The problem extends beyond YouTube, though. On Google search, dangerous anti-vaccine misinformation can commandeer the top results. And on Facebook, hate speech can thrive and fuel genocide. A United Nations report about the genocide in Myanmar reads: “The role of social media is significant. Facebook has been a useful instrument for those seeking to spread hate, in a context where for most users Facebook is the Internet … The extent to which Facebook posts and messages have led to real-world discrimination and violence must be independently and thoroughly examined.”

So what can we do about it? The solution isn’t to outlaw algorithmic ranking or make noise about legislating what results Google can return. Algorithms are an invaluable tool for making sense of the immense universe of information online. There’s an overwhelming amount of content available to fill any given person’s feed or search query; sorting and ranking is a necessity, and there has never been evidence indicating that the results display systemic partisan bias.
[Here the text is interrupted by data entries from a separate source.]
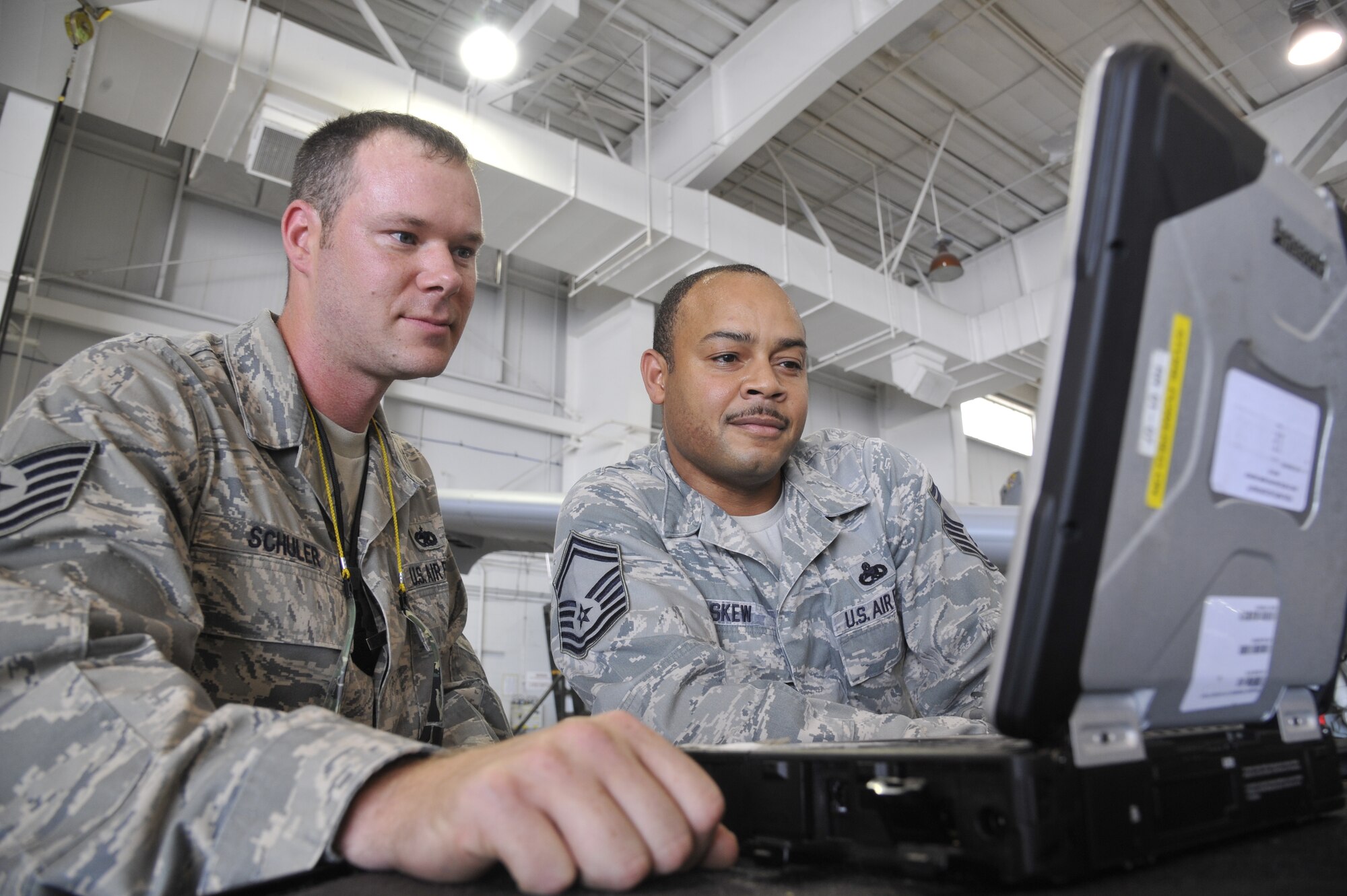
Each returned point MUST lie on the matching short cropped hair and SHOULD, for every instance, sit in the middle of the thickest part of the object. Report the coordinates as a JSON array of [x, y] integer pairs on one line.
[[323, 174], [667, 314]]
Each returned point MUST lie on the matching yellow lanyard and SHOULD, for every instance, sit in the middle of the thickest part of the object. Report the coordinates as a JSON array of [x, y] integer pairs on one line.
[[434, 730], [332, 502]]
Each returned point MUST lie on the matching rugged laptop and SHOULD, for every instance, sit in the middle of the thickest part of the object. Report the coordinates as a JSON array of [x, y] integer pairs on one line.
[[1178, 590]]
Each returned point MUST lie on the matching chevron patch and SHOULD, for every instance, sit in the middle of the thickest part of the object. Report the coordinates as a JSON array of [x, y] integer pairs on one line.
[[957, 533], [591, 592], [41, 483]]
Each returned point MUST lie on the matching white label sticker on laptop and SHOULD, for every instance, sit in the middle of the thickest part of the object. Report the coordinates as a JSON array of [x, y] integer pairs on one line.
[[1235, 653], [1154, 404], [1266, 443]]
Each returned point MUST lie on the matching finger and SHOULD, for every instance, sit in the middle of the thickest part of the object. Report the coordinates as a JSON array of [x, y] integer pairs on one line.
[[686, 782], [670, 839], [605, 844], [725, 850], [530, 847]]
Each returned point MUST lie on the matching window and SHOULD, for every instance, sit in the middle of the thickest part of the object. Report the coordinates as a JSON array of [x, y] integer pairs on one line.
[[999, 423]]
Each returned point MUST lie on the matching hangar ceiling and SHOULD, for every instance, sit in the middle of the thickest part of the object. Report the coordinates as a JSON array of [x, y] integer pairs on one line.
[[855, 153]]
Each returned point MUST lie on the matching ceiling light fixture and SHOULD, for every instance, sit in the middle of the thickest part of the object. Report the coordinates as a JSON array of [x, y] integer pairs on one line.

That said, unconscious bias is a concern in any algorithm; this is why tech companies have investigated conservative claims of bias since the Facebook Trending News debacle of 2016. There hasn’t been any credible evidence. But there is a trust problem, and a lack of understanding of how rankings and feeds work, and that allows bad-faith politicking to gain traction. The best solution to that is to increase transparency and internet literacy, enabling users to have a better understanding of why they see what they see—and to build these powerful curatorial systems with a sense of responsibility for what they return.

There have been positive steps in this direction. The examples of harms mentioned above have sparked congressional investigations aimed at understanding how tech platforms shape our conversations and our media consumption. In an upcoming Senate hearing next week, the Senate Intelligence Committee will ask Jack Dorsey of Twitter and Sheryl Sandberg of Facebook to provide an accounting of how, specifically, they are taking steps to address computational propaganda.

It’s imperative that we focus on solutions, not politics. We need to build on those initial investigations. We need more nuanced conversations and education about algorithmic curation, its strange incentives, and its occasionally unfortunate outcomes. We need to hold tech companies accountable—for irresponsible tech, not evidence-free allegations of censorship—and demand transparency into how their algorithms and moderation policies work. By focusing on the real problem here, we can begin addressing the real issues that are disrupting the internet—and democracy.